I hope the title is not misleading, anyway, the problem that I have (Or think I have) is the main character changing from a person into something of a beast. How can I slowly show what is happening without it being too sudden. How many words would you use for the character realizing what is happening? What would make it seem gradient? For me it feels like it is too fast. The MC returned from the expedition that had this effect on him, left home to resign being an assassin, went to a restaurant and realized that he was hungry for the blood of the waiter. He then Screamed with the strange realization and I am still writing it.
I think you are trying to have too much happen in too short of a time period. Instead of immediately jumping to the MC going to a restaurant and wanting to eat the waiter, how about have him order a steak. Once it arrives he feels it is overcooked so he reorders it rare. Later one he is walking home and his senses are suddenly sharper. Noises seem louder, the light seems brighter, he can smell lots of different things he didn't notice before. For more inspiration, try watching one of the A Werewolf in {X City of the moment} films.
That would have to depend on how you write about the expedition. If you prepared the reader for something strange in the scene of the expedition when something happens and changes your MC, that would be good. Then maybe spend some time exploring how your MC feels, how he sees things differently etc (something minor, like suddenly he hates the sun or something - like it's "too bright" or whatever). Have the readers start guessing what's wrong with him or what's changed. And then do the scene you mentioned with the waiter. That way it's not a surprise but a climatic twist.
Wow, overcooked sounds good... Thanks for the great idea! He does not become a vampire, but probably you are right. I should space things out more. Anyway, he decided to leave his home (And his assassination career) and disappear. He cannot return. Thanks for the replies.

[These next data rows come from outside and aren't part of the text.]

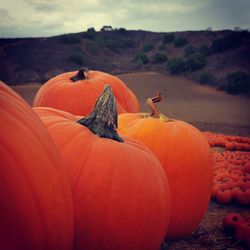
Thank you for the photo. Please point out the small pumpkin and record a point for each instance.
(186, 158)
(36, 209)
(121, 195)
(76, 92)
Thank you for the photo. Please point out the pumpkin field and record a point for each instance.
(168, 169)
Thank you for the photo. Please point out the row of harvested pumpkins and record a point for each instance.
(71, 179)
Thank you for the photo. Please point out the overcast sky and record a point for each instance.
(33, 18)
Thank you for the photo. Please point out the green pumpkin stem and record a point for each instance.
(81, 75)
(102, 121)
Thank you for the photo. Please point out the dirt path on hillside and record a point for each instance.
(202, 106)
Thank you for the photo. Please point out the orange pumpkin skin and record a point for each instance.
(36, 209)
(121, 195)
(79, 97)
(187, 160)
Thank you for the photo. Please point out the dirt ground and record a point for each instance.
(207, 109)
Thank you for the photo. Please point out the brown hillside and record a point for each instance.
(120, 51)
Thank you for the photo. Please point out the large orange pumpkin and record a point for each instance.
(120, 192)
(36, 210)
(76, 92)
(186, 158)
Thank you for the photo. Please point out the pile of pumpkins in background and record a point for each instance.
(63, 187)
(231, 182)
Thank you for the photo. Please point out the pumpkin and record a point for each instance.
(76, 92)
(36, 209)
(186, 158)
(120, 192)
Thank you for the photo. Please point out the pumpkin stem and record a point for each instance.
(102, 121)
(151, 104)
(81, 75)
(153, 108)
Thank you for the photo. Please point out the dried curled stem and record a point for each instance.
(102, 121)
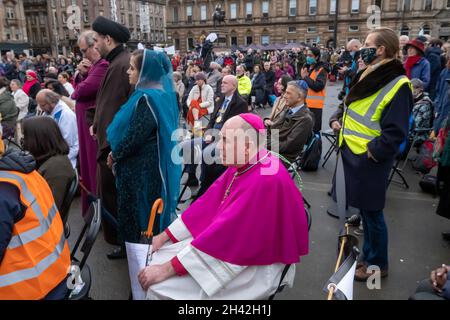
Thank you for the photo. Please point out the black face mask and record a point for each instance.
(368, 55)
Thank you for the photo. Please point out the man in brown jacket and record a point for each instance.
(294, 125)
(114, 92)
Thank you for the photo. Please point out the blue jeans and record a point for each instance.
(375, 248)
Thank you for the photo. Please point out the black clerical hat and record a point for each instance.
(110, 28)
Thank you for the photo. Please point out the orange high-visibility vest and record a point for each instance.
(315, 100)
(37, 258)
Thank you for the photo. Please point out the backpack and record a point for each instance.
(424, 161)
(312, 154)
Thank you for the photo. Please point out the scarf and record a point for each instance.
(409, 64)
(369, 81)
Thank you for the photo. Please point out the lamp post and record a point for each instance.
(336, 25)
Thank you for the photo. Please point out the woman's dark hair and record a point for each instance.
(284, 81)
(3, 82)
(43, 139)
(138, 56)
(57, 87)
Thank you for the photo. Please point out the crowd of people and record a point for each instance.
(110, 115)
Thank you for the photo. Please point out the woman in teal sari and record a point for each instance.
(141, 141)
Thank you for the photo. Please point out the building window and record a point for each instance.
(233, 11)
(355, 6)
(189, 14)
(332, 6)
(175, 14)
(203, 12)
(265, 8)
(249, 9)
(312, 7)
(426, 29)
(190, 43)
(10, 13)
(292, 8)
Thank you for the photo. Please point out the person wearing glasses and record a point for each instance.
(87, 80)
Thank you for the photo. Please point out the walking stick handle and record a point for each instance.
(158, 207)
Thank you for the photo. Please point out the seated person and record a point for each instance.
(227, 107)
(435, 288)
(294, 125)
(422, 111)
(200, 102)
(227, 245)
(280, 103)
(43, 139)
(26, 207)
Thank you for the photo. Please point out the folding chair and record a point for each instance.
(93, 219)
(67, 202)
(332, 138)
(287, 267)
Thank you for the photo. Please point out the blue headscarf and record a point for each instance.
(156, 84)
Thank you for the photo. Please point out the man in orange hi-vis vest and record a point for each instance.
(315, 75)
(34, 254)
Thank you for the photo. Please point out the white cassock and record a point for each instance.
(211, 279)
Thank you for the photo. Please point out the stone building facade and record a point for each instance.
(13, 32)
(55, 25)
(309, 21)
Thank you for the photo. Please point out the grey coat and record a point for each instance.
(294, 133)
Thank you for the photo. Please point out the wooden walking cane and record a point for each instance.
(147, 236)
(338, 263)
(158, 207)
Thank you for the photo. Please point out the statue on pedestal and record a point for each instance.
(219, 15)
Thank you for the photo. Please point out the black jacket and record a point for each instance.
(366, 179)
(11, 208)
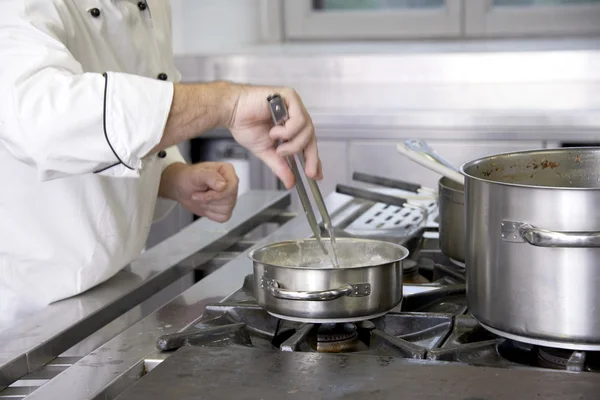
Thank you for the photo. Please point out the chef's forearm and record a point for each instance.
(198, 108)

The formation & maintenance of the identity is a life-long process, & extensive experimentation has demonstrated the overt humanity proclivity for preserving one's identity, at sometimes ridiculous costs. Which is to say that a significant change of the personally &/or self-conception would generally come with much stubborn & painful resistance, denial, anger & other miscellaneous defense mechanisms. So, as long as you include that, it should be more than sufficient to explain the change. But if your character is suddenly like "Omg, I'm a cannibal?!?!" & then seamlessly accepts it, readers/psych majors like myself might have a problem. Otherwise it's quite interesting. Good luck.